Geleceğin büyükleri, bugünün çocuk ve gençlerine, Anadolu’nun dünyanın en önemli medeniyetlerine beşiklik etmiş olduğunun öğretilmesi, kültür varlıklarımızın korunması ve gelecek kuşaklara aktarılması açısından hayati öneme sahiptir. Çünkü çocuklarımız Anadolu’nun binlerce yıllık geçmişini tanıdıkça bilinçlenecek ve bunları korumak isteyecektir. Ancak yeni müfredatta arkeoloji ve kültürel mirasımızla ilgili konulara, “çocukların anlayabileceği sadelikte” yer verilmelidir. Pedagogların da önerdiği gibi bu öğrenme şekli beş duyuya hitap edecek şekilde olmalıdır. Bu açıdan bakıldığında, arkeoloji ve sanat tarihi ile ilgili derslerin müze ve ören yerlerinde yapılması da oldukça faydalı olacaktır. Bu konuda, her yıl üniversitelerin arkeoloji ve sanat tarihi bölümlerinden mezun olan ancak iş bulamayan binlerce gençten faydalanılabilir. İlk ve orta öğretimde gençlere verilecek bu eğitimle arkeolojinin ilerleyen yıllarda toplum katmanlarına yayılması sağlanmış olacaktır.
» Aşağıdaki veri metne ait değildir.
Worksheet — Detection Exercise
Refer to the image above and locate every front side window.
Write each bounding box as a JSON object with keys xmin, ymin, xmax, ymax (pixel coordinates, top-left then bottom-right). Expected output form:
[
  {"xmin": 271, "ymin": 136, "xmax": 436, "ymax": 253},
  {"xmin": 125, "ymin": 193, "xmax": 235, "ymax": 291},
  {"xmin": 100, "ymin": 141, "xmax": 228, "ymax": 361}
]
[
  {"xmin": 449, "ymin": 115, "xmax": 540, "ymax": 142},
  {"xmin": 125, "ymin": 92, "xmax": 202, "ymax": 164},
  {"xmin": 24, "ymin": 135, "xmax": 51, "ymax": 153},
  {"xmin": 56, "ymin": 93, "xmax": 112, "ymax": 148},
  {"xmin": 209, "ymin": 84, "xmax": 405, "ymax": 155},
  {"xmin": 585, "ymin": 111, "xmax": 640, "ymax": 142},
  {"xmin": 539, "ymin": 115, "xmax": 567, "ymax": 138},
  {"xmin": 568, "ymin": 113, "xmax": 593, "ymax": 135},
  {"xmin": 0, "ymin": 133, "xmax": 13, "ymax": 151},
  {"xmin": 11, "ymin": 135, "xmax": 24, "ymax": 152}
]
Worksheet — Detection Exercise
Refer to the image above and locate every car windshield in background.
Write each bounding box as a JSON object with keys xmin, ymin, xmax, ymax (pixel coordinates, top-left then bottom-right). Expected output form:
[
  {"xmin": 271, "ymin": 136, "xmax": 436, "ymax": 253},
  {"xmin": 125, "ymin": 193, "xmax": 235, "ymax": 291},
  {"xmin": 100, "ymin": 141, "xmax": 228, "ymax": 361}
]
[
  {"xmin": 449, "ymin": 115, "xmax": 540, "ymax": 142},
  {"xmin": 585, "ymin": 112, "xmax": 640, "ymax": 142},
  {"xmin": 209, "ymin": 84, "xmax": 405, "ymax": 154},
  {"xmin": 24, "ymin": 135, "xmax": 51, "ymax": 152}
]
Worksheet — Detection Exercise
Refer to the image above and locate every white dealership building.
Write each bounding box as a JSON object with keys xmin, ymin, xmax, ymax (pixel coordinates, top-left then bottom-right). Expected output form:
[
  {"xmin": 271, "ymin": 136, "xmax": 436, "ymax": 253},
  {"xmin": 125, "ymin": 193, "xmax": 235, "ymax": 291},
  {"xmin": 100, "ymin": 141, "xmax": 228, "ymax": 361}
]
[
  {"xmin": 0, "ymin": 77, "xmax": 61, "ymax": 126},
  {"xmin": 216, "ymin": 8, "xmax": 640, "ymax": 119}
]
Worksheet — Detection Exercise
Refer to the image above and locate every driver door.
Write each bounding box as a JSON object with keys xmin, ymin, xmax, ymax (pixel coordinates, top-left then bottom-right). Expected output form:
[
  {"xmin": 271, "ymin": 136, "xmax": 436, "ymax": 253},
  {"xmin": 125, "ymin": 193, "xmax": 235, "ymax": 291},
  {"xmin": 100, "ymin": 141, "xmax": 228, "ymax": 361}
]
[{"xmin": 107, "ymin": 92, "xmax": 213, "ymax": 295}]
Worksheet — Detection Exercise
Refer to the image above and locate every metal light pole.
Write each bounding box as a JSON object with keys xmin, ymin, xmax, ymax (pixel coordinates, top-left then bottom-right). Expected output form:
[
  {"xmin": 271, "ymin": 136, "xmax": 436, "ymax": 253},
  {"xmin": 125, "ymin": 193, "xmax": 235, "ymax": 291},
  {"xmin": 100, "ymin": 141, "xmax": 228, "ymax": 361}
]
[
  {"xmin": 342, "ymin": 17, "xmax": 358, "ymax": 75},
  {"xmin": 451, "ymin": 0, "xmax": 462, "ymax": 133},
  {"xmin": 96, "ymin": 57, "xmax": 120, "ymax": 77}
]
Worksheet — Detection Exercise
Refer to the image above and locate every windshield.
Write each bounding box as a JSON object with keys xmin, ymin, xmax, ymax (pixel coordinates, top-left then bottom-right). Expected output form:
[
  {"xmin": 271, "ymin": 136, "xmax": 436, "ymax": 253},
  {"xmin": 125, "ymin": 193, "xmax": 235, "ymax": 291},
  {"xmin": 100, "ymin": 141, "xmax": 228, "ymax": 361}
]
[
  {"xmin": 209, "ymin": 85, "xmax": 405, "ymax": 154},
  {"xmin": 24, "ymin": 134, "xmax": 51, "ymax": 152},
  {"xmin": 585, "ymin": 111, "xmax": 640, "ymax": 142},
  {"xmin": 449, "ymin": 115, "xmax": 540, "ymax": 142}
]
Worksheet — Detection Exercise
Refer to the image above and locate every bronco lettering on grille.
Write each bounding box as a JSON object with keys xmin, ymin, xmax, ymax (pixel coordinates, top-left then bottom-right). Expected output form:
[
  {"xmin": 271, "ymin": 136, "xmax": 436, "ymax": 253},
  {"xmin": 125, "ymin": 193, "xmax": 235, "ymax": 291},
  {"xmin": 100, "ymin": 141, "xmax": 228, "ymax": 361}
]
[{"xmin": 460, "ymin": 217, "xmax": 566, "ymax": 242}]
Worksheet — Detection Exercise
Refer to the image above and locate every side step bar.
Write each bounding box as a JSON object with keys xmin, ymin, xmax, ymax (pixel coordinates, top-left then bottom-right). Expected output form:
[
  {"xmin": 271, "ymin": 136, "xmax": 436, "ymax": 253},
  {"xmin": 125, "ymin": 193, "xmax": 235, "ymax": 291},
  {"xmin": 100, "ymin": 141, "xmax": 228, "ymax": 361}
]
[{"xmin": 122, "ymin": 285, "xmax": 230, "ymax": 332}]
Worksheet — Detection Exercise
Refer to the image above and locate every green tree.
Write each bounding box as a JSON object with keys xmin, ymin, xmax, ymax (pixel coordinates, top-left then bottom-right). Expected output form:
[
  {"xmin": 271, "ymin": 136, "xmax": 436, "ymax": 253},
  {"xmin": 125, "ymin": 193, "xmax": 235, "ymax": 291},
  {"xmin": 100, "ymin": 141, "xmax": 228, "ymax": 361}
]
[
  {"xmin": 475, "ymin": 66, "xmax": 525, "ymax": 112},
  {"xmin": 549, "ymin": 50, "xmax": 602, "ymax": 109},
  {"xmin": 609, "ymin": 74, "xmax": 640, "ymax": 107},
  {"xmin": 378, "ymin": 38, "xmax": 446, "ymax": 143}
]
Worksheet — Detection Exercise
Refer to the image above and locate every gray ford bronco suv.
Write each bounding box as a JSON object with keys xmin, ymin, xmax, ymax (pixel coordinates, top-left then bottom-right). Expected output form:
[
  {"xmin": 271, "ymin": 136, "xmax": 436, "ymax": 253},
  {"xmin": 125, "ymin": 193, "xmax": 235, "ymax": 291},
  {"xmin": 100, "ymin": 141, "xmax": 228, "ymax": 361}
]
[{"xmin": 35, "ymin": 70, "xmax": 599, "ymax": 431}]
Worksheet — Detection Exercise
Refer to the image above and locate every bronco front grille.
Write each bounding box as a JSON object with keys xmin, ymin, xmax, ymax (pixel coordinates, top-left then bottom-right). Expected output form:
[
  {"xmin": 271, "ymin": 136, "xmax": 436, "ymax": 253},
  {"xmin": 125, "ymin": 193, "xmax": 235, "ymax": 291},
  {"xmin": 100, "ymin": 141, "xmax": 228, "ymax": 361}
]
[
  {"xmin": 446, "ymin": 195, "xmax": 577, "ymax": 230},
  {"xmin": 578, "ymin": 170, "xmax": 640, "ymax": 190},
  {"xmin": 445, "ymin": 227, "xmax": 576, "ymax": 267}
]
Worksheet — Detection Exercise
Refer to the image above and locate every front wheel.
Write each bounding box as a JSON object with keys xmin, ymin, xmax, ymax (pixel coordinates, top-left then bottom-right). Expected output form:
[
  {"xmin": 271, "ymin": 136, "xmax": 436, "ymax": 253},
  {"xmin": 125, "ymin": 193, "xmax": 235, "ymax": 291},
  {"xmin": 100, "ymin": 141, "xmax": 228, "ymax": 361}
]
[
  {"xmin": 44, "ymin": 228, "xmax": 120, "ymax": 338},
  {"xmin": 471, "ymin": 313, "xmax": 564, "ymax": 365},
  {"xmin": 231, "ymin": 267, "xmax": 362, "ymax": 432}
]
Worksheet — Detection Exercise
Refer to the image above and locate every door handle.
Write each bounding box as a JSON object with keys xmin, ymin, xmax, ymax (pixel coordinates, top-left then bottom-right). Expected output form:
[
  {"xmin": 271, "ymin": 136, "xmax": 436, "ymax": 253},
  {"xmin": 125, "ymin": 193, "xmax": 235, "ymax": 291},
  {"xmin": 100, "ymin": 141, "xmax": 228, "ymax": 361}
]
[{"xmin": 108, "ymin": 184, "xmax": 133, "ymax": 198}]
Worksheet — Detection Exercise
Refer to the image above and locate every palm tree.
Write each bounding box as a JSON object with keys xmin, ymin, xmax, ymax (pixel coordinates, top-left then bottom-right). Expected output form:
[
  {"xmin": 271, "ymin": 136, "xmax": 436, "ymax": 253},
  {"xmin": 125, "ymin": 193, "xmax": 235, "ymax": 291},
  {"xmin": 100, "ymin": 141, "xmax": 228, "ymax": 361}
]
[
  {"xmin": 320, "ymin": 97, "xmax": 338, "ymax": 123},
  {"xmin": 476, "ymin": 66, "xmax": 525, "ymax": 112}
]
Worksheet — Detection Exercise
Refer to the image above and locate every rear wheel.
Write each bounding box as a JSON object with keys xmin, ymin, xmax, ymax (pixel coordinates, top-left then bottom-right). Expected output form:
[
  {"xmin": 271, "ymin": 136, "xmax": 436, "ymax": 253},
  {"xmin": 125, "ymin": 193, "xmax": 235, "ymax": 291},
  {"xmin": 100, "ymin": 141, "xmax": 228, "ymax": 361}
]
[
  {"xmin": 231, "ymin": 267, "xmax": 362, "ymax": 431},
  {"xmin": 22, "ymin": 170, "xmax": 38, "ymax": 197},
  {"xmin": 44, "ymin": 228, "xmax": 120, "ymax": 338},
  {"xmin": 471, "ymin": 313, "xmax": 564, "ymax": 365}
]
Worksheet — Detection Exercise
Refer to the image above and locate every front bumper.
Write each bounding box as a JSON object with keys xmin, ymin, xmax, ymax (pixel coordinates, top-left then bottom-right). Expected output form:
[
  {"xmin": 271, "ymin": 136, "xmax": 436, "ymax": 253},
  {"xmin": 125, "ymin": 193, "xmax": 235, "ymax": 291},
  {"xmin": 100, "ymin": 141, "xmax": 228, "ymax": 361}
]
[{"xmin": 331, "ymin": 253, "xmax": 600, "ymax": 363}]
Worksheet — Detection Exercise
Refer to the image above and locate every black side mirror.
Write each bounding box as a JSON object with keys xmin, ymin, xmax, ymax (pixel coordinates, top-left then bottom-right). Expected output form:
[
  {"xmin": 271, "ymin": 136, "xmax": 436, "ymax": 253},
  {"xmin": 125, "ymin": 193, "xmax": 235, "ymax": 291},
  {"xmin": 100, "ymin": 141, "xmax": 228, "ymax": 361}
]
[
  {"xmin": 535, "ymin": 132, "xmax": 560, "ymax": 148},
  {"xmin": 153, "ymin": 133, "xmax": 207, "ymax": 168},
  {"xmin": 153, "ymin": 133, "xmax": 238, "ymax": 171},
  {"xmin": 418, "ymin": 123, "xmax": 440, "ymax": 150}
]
Kültürel miras konusunda bilinçli kuşakların yetişmesi, günümüzde artık sektör haline gelmiş olan, defineciliğin önlenmesi açısından da son derece önem taşımaktadır. Sonuçta Türkiye, kültürel mirasına sahip çıkan bir ülke olarak dünyada yerini alacaktır.